Layer 4 firmware upgrades for its SmartSwitch 2000, 6000, and 9000 workgroup and backbone devices will allow users to prioritize applications, ensure delivery of voice and video, and put access-control lists on switch ports, according to the company.

But not all of the focus is on policy-based networking, which today presents enterprises with a bewildering range of emerging implementations and precious few certainties about how different vendors' products will work. Some vendors are touting brute force to go along with the emerging intelligence.

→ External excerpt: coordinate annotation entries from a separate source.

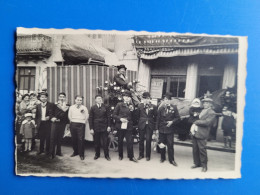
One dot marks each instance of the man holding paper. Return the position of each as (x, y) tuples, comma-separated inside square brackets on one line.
[(123, 115)]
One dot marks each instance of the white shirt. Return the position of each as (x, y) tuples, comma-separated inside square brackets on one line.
[(78, 115), (43, 107)]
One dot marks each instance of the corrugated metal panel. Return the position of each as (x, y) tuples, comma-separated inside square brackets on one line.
[(80, 80)]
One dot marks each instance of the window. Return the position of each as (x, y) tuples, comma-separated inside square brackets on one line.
[(174, 84), (177, 86), (26, 79)]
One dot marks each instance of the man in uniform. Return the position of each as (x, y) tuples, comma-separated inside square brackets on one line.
[(200, 134), (44, 112), (59, 121), (167, 117), (78, 115), (99, 123), (123, 115), (146, 116)]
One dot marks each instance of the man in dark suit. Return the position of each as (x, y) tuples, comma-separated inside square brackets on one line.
[(44, 112), (146, 116), (167, 117), (200, 131), (121, 79), (99, 123), (123, 115), (59, 121)]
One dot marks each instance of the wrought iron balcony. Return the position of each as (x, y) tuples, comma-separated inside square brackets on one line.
[(36, 45)]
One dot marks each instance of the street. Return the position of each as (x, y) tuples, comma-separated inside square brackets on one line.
[(31, 163)]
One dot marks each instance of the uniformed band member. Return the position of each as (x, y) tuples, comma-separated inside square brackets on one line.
[(59, 121), (123, 115), (100, 125), (167, 117), (43, 125), (78, 115), (201, 133), (146, 116)]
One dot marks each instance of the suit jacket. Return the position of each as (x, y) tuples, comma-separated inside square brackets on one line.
[(121, 82), (143, 117), (38, 116), (163, 117), (204, 123), (122, 111), (99, 118), (60, 114)]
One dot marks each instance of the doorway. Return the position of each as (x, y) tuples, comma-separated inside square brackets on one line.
[(209, 83)]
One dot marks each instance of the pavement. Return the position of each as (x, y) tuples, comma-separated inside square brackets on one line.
[(220, 163)]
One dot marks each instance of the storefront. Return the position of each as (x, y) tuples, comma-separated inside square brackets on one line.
[(187, 66)]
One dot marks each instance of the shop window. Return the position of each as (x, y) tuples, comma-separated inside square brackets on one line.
[(174, 84), (26, 79), (177, 86)]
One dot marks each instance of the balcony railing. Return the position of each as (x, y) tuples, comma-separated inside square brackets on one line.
[(34, 45)]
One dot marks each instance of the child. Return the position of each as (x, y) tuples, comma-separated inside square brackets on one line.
[(228, 126), (28, 131)]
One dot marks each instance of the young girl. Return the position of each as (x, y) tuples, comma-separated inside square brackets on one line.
[(28, 131)]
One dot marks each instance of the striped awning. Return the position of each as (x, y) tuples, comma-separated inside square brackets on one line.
[(154, 46)]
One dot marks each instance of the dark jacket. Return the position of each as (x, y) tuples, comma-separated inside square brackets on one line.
[(120, 82), (99, 118), (38, 115), (163, 117), (60, 114), (122, 111), (204, 123), (143, 117)]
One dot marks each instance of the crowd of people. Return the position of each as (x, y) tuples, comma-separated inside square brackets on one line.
[(46, 121)]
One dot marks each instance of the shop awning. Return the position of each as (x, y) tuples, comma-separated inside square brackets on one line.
[(154, 46), (80, 49)]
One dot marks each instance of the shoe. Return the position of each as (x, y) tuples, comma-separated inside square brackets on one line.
[(96, 157), (204, 169), (162, 160), (133, 159), (108, 158), (174, 163), (195, 166), (140, 157), (73, 155)]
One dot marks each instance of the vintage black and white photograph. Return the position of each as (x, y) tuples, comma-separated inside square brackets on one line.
[(127, 104)]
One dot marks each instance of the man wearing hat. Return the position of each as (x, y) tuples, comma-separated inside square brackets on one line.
[(123, 115), (199, 139), (120, 78), (167, 117), (43, 114), (146, 116)]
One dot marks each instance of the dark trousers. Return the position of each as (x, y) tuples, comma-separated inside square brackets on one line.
[(77, 131), (57, 133), (129, 142), (167, 139), (44, 135), (199, 152), (98, 138), (145, 134)]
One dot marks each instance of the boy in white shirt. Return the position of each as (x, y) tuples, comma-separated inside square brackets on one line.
[(78, 116)]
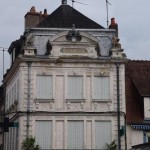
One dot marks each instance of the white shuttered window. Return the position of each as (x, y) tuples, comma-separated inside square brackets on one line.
[(43, 134), (75, 87), (102, 134), (101, 88), (44, 87), (75, 135)]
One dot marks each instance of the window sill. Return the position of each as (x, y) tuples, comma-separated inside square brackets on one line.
[(44, 100), (102, 100), (75, 100)]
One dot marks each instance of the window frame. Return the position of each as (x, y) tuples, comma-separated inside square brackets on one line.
[(75, 100), (51, 98), (93, 89)]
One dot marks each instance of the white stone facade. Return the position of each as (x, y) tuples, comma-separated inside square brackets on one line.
[(92, 117)]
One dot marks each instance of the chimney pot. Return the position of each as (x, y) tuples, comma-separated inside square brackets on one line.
[(64, 2), (45, 11), (32, 9)]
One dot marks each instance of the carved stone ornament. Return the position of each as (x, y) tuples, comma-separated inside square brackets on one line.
[(73, 35)]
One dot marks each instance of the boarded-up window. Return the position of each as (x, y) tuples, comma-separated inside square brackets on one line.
[(75, 87), (43, 134), (44, 87), (101, 88), (102, 134), (75, 135)]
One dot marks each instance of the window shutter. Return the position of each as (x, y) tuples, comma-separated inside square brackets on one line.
[(75, 135), (44, 87), (101, 88), (75, 87), (43, 134), (102, 134)]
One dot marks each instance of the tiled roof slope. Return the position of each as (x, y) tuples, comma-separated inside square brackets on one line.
[(137, 79), (64, 16)]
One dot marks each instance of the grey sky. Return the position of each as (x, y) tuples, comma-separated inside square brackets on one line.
[(131, 16)]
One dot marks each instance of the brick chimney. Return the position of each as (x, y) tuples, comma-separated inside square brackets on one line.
[(33, 18), (64, 2), (114, 25)]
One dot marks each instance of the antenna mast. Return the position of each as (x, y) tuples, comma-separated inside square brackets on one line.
[(107, 12), (73, 1)]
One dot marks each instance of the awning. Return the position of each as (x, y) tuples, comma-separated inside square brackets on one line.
[(140, 127)]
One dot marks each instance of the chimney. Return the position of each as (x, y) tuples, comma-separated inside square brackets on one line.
[(114, 25), (45, 11), (64, 2), (33, 18)]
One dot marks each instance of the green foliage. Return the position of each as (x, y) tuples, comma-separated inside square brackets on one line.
[(112, 146), (29, 144)]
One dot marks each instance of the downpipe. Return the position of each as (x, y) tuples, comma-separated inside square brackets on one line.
[(28, 98), (118, 105)]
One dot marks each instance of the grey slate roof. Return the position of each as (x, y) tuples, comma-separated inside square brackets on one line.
[(64, 16)]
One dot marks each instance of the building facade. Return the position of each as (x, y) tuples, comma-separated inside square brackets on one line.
[(66, 83)]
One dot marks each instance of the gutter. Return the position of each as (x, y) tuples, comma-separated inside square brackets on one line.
[(118, 105), (28, 98)]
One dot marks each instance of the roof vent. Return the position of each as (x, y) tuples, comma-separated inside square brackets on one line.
[(64, 2)]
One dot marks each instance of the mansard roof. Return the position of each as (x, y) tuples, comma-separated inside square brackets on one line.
[(65, 16), (137, 81)]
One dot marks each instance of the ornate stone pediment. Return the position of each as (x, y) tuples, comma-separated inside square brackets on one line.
[(64, 46)]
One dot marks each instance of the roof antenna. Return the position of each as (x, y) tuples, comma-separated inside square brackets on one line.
[(73, 1), (107, 12)]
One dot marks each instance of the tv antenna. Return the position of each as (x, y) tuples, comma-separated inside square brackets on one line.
[(74, 1), (107, 2)]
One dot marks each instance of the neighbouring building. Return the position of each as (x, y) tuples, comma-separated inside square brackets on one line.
[(138, 104), (66, 83)]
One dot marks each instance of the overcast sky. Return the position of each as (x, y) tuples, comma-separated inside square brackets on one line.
[(131, 16)]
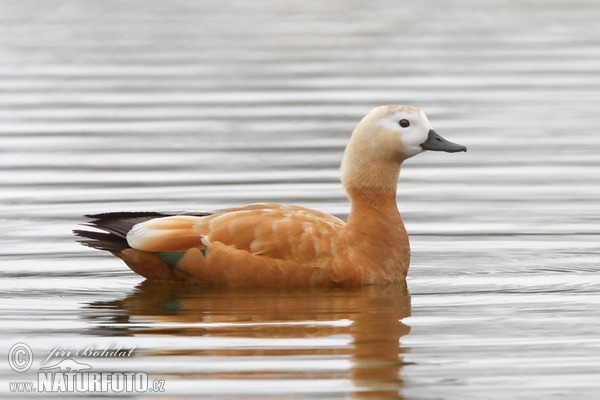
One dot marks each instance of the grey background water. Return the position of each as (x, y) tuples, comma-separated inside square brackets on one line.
[(183, 105)]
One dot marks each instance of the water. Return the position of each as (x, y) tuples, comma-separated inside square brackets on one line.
[(182, 105)]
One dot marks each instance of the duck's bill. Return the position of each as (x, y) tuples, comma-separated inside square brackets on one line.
[(437, 143)]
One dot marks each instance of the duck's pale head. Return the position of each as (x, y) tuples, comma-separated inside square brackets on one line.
[(406, 129), (386, 137)]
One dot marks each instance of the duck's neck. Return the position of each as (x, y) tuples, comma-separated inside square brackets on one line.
[(374, 237), (371, 187)]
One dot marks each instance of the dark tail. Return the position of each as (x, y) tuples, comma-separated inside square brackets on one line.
[(115, 227)]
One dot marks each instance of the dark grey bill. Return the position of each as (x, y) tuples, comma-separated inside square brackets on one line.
[(437, 143)]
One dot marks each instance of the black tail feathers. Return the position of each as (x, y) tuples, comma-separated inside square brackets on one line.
[(115, 227)]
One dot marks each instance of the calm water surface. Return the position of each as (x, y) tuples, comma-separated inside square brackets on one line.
[(182, 105)]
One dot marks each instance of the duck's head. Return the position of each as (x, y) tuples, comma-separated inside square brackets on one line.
[(386, 137), (402, 131)]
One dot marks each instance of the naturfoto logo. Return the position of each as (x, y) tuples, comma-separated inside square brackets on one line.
[(66, 374)]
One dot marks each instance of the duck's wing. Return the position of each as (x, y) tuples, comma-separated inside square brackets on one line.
[(272, 230)]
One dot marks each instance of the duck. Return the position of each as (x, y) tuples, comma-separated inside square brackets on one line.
[(279, 245)]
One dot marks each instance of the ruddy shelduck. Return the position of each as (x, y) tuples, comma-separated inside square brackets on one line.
[(271, 244)]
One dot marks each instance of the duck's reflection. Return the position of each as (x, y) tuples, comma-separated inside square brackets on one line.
[(369, 316)]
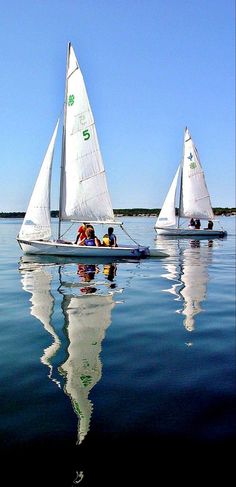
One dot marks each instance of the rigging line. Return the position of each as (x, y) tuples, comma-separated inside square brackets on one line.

Lucent (www.lucent.com) is showing off an experimental 10Gbps Ethernet multiplexer, which the company says will allow enterprises to implement 10-Gigabit Ethernet without a 10Gbps Ethernet standard. A standard is now under development by the IEEE.

With the GigaChannel multiplexer, enterprises could multiplex as many as eight standard Gigabit Ethernet streams on to a single fiber link across the core of the LAN. IBM (www.ibm.com) is weighing in to the performance war with a workgroup switch it touts as the fastest in its class. The 8275 Fast Ethernet Workgroup Switch Model 416 can forward 9.5 million packets per second, according to the company. The 16-port switch can be equipped with Gigabit Ethernet and fiber-based Fast Ethernet modules. Autolearning capability allows it to off-load traffic from routers.

Cabletron will also roll out faster switching modules, with speeds as fast as 35 million packets per second, to refresh its SmartSwitch 9000.

Cabletron's SmartSwitch firmware upgrades are available now, free to customers with a LANCare support agreement. The SmartSwitch 9000 modules will ship within 90 days, with pricing to be announced then. The Cisco Catalyst 5000 supervisor modules are set to ship in June, priced at $8,995 and $13,995.

IBM will ship the 8275 switch on June 18, priced starting at $145 per port. Lucent would not give a ship date or price for the GigaChannel Ethernet multiplexer.

Stephen Lawson is an InfoWorld senior writer.